Of course, higher energy prices may mean less economic activity. You've heard this (and lived it) before: drive less, lower the thermostat, change vacation plans, and so on. At the industrial level higher energy costs mean higher product prices, lower sales, smaller profits, or some of all three. Thus many analysts are predicting the end of the world, something analysts seem to do with startling regularity (remember Fukushima Daiichi?).
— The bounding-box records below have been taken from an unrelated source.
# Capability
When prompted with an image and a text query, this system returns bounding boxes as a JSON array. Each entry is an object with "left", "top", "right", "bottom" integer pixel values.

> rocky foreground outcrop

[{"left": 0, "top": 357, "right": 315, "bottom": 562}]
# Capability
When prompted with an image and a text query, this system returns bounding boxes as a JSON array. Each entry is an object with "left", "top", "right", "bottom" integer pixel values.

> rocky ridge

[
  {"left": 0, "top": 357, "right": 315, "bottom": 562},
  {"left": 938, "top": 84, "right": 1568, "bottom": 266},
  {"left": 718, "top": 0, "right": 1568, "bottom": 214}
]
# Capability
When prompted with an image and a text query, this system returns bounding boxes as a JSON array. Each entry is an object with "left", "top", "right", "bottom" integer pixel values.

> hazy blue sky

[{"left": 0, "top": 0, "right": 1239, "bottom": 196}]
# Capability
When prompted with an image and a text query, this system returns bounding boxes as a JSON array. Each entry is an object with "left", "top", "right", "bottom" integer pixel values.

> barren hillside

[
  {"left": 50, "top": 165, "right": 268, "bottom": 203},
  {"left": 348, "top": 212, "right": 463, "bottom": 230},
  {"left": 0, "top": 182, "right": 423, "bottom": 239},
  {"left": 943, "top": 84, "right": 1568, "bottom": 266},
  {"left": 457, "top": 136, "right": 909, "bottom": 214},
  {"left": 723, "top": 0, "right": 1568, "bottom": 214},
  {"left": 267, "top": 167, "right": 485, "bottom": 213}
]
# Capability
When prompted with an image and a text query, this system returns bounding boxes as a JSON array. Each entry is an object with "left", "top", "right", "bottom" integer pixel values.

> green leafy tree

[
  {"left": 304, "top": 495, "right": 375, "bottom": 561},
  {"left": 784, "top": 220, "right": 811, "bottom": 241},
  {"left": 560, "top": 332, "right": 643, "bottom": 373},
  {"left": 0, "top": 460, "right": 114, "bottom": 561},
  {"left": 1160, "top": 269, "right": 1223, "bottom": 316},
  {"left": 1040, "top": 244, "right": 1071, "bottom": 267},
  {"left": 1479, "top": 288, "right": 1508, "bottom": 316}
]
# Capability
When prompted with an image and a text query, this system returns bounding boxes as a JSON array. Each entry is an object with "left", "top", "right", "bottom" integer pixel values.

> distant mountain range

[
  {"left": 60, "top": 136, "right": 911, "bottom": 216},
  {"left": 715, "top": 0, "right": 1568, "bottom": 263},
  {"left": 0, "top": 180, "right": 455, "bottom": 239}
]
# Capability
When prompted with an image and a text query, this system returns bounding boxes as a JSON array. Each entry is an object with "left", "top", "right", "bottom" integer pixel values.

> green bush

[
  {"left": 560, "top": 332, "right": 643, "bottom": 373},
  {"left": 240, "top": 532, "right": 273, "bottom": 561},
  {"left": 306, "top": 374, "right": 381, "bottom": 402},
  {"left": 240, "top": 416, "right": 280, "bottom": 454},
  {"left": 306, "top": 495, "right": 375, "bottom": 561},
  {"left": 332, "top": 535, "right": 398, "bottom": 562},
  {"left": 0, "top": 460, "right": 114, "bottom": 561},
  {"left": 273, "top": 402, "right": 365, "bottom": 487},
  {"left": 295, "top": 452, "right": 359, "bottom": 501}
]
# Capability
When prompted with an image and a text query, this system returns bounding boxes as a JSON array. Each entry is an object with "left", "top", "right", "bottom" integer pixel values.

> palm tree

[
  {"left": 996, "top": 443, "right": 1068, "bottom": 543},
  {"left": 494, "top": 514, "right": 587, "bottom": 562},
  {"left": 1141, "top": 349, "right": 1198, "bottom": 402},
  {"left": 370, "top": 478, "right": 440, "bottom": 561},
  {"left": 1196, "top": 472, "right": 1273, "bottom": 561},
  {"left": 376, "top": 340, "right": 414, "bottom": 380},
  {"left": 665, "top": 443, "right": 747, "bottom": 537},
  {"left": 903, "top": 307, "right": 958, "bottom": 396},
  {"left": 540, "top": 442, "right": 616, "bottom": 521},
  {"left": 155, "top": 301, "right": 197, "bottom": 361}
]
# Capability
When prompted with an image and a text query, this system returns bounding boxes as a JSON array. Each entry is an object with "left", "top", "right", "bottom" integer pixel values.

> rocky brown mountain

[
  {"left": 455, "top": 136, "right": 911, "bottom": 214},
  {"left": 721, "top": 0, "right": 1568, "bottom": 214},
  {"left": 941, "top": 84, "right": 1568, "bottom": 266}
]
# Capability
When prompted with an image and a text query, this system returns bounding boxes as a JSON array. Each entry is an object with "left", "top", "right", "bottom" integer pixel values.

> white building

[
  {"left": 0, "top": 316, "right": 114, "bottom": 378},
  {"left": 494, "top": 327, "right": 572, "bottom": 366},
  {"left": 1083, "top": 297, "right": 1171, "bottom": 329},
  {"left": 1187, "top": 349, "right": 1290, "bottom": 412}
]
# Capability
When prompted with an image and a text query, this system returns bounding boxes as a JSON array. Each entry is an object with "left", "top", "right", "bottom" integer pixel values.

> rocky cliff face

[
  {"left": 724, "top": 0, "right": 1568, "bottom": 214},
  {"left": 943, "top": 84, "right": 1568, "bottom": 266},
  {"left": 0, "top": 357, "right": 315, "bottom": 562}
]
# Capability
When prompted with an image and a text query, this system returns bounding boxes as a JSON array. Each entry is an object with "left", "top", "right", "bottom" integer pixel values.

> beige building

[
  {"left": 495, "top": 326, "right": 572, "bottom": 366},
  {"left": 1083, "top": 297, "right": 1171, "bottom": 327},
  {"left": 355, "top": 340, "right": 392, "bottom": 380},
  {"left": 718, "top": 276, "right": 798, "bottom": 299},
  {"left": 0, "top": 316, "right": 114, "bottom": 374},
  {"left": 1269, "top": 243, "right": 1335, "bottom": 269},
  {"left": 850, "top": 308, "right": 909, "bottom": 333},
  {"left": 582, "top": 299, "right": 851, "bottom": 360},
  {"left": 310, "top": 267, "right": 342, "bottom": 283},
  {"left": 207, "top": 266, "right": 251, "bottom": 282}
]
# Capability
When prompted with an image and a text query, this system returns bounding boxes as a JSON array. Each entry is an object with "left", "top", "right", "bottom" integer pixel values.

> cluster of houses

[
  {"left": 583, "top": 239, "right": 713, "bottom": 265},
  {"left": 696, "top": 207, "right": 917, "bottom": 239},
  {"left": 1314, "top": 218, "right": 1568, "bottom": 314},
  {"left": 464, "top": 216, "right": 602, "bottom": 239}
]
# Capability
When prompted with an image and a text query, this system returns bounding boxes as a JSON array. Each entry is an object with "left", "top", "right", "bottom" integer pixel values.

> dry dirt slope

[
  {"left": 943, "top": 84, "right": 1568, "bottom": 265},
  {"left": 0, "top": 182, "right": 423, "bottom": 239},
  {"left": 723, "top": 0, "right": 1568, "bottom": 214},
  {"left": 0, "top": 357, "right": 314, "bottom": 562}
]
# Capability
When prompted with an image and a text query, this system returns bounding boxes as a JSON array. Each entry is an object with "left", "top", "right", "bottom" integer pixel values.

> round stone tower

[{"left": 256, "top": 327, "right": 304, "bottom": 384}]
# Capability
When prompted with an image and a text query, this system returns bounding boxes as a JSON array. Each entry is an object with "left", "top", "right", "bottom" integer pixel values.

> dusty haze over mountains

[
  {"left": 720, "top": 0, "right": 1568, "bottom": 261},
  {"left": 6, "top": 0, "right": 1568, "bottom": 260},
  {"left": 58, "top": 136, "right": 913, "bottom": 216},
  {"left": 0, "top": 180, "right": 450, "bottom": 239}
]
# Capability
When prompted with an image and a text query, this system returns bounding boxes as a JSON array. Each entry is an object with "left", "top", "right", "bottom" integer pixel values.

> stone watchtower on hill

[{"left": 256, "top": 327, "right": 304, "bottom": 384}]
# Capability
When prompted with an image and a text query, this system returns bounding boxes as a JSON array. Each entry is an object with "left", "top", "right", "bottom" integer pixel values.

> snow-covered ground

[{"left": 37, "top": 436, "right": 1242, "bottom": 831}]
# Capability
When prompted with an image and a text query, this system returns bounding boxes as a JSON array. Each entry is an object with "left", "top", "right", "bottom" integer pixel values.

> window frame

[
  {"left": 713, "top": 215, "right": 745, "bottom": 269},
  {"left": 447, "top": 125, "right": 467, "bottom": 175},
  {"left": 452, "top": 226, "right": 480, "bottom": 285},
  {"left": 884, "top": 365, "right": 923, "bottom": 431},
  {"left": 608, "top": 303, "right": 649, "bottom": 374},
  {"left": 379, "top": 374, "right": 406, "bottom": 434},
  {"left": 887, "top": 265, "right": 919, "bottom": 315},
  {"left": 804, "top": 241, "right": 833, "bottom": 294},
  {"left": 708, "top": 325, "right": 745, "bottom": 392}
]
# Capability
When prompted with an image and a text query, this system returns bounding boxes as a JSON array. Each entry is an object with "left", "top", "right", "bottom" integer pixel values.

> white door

My guess is that the world won't end, and the first quarter earnings reports that we are beginning to see from most public companies will look, for the most part, like the robustly growing earnings you would expect from mid-stage economic recovery. Watch for dividend increases, too.
No end in sight, not yet.
(This article contains the current opinions of the author but not necessarily those of Brighton Securities Corp. The author's opinions are subject to change without notice. This blog post is for informational purposes only. Forecasts, estimates, and certain information contained herein should not be considered as investment advice or a recommendation of any particular security, strategy or investment product. References to specific securities and their issuers are for illustrative purposes only and are not intended and should not be interpreted as recommendations to purchase or sell such securities).